Dark and Light

The gym opened its doors to a stream of friends and family of members, refugees from the storm’s aftermath, and I waited in a line of ladies for the showers. Hot water! Bright lights! Still no electricity at the Cabin, not since Monday night. We combed the shelves of various supermarkets yesterday for more bottled water and candles (ended up settling for stubby shabbat candles and the tall votive ones  I think of as voodoo candles – everything else was gone), then waited in a line for gas, all of us filling jugs for the generator.

The big downed trees now lay off the side of the roads, but plenty of streets are still cordoned off and you have to be creative to get to your destination.

Our plumbing, run by electricity, is kaput, so the toilets smell like a latrine, but we can spare precious water once in a while to flush by pouring into the tank. Gil has rediscovered the old, leaning outhouse. We’re eating sandwiches off paper plates, but the fridge is on the generator so we have cold beer. The tv’s powered by the generator too, so we can compare our petty inconveniences with the real disasters out there. The generator can’t get everything going; choices must be made. And lights and water are too big burdens on the system. Instead we have News 4 and Halloween flicks – last night The Thing with Kurt Russell. It was 40 below in Antarctica when the slimy monster attacked, and 42 in our living room even with a roaring fire.

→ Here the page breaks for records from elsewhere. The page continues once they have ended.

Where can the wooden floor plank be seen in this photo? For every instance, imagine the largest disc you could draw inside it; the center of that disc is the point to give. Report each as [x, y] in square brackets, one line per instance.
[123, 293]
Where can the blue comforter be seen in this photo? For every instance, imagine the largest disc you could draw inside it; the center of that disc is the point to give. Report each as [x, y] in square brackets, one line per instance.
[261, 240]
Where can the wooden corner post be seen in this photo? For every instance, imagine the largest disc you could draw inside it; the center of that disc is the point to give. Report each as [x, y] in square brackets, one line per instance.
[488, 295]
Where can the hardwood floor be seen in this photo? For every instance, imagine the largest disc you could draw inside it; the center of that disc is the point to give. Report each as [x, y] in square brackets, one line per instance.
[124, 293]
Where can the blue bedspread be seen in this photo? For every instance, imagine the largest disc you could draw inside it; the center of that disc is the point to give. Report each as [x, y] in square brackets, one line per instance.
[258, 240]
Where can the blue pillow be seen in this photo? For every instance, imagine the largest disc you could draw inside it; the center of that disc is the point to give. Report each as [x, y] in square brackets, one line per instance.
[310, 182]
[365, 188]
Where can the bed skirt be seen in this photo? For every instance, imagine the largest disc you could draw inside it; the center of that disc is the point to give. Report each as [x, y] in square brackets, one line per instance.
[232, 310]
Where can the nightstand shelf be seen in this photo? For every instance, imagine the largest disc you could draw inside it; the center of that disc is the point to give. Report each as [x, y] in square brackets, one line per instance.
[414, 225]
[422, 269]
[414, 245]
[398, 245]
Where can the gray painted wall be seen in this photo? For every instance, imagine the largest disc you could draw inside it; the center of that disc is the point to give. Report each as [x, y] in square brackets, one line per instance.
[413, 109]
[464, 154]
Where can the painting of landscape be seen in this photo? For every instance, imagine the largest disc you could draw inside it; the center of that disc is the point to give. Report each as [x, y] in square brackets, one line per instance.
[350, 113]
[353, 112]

This is the picture to go with my post yesterday about the sinking of the Bounty.

Sinking of the Bounty

Mother Nature laid a cruel hand on the Jersey shore, where people went for years thinking they were just so lucky to have sunny, gentle beachfront property. And when I look at the aerial view of Manhattan – half dark – impossible! We can’t reach downtown friends there by phone or online. I keep thinking of that shocking shot in The Day After Tomorrow when a Russian ship sails into midtown Manhattan, the waters of New York Bay having overflowed. There could never be water in the streets of Manhattan!

Tonight I’ll speak in a clean, well-lighted place, the public library in Dobbs Ferry. I’ll talk about a time long ago, when people ate their dinner by candlelight and trundled off to bed in the pitch dark, when sturdy ships went down as if they were fragile toy boats, when disasters regularly occurred and there was no FEMA to the rescue. Imagine Blandine van Couvering taking her sloop up the Hudson on a moonless voyage at just this time of year, how her enthusiasm for her adventure warmed her and lit up the night, much, much brighter than any iphone flashlight app.

1 Comment

Filed under Home, Jean Zimmerman, Nature

One response to “Dark and Light

  1. Lori

    It may be true that ‘a picture is worth a thousand words’, but your prose puts a real feeling to what it’s like to be just on the outskirts of disaster. I live in the Pacific Northwest, in Vancouver just north of Portland, Oregon, and we have your usual share of natural disasters here. To that end a lot of us always have long term storage food, enough for a month, and a store of fresh water as well as candles and so forth. Nonetheless, nobody can do anything to stop the sea if it decides to take a stroll and see the sights inland.
    I had not seen that picture of the Bounty. I love good tall sailing ships, and it’s sad to see her go down.
    I am a Naval Vet who actually learned to sail and kayak. I know what it’s like to be canoeing on a dark bay with no lights. It’s a humbling experience. We people are very small, almost helpless in comparison to a healthy natural disaster. It makes us remember just what this earth can do if she gets riled up.